Very interesting piece in Saturday’s Financial Review by Mr Mumble, Peter Brent (available on his website)
who argues that conventional wisdom about the next federal election is
wrong and that “Labor will probably win the next federal election,”
because there’s an “overriding rule” that “young governments find
re-election easy, while old ones find it increasingly difficult.”

To
support his case, Brent produces figures which show that since 1970 the
success rate for first-term state and federal governments seeking
re-election has been 86%, but that it declines to 33% for four-term
governments and zero for fifth-term. In other words, and contrary to
what I argued in Crikey last week, incumbency is not such a great
advantage – or at least, to borrow Michael Warby’s term, it’s a “wasting asset.”

I’m
not convinced, partly because I think Brent’s view is coloured by his
extreme distaste for Mark Latham. He is certain that Latham lost
because of his own failings, not because incumbency made it easier for
Howard. And conversely, he is compelled to believe that Beazley is a
good thing for next time. He could be right of course, but we’re
entitled to be sceptical.

More importantly, I don’t think the
figures make as strong a case as Brent thinks. By confining himself to
governments elected since 1970 (but excluding those still in office),
he’s keeping the sample very small.
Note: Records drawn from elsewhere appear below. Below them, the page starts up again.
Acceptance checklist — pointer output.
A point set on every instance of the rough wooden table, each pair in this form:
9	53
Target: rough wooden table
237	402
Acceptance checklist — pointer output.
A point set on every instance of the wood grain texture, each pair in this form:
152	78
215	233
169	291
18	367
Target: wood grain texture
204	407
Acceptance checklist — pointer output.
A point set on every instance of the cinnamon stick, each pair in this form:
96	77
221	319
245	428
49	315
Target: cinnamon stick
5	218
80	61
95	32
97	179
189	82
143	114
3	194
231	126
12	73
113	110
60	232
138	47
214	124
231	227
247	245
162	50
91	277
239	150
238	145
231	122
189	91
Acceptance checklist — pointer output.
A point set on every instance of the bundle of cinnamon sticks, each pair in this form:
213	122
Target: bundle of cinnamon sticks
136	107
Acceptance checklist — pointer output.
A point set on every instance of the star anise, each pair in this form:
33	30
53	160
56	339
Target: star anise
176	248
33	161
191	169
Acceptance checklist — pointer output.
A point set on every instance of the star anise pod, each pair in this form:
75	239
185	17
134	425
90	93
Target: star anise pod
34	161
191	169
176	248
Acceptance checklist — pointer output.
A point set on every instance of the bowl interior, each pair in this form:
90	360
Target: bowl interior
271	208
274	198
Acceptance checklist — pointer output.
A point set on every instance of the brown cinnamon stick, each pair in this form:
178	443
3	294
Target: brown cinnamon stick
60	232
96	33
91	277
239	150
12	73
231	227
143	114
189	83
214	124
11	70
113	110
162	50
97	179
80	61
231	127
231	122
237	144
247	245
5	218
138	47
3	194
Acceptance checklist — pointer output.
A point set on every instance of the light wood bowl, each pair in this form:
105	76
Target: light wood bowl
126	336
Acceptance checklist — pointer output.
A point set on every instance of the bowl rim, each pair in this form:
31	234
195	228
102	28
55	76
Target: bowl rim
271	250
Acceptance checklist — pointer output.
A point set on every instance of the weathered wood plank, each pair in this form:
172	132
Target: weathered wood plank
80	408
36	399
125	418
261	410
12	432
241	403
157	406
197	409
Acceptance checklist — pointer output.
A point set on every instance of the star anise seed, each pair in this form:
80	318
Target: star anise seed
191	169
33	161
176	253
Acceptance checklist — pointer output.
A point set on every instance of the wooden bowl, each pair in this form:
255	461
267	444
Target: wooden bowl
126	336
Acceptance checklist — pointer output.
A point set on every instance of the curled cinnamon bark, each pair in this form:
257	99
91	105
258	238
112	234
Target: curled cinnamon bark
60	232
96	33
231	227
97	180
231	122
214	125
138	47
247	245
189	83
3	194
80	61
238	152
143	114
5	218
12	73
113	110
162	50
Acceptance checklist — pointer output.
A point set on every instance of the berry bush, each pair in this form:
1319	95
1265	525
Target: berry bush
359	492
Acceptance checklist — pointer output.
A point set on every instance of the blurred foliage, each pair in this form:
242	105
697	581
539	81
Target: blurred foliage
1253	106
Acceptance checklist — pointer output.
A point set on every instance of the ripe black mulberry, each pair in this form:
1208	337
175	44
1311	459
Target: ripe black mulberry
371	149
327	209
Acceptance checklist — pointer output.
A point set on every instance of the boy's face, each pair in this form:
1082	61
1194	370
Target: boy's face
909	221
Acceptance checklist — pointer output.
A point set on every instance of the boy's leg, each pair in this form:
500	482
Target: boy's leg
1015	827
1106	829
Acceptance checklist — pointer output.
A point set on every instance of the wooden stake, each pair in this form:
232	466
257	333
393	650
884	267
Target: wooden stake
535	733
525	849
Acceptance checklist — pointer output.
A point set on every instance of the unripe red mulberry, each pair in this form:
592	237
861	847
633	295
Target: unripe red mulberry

Extending it to the whole period
since 1909 (when the two-party system was established) gives us the
following record:

Re-election rate
One term served: 63%
Two terms served: 69%
Three terms served: 59%
Four terms served: 67%
Five terms served: 70%
Six terms or more served: 77%

Historically,
governments have about two chances in three of getting re-elected,
regardless of how long they’ve been in office. The question is whether
the different experience of recent times is just an aberration or
whether the rules have really changed.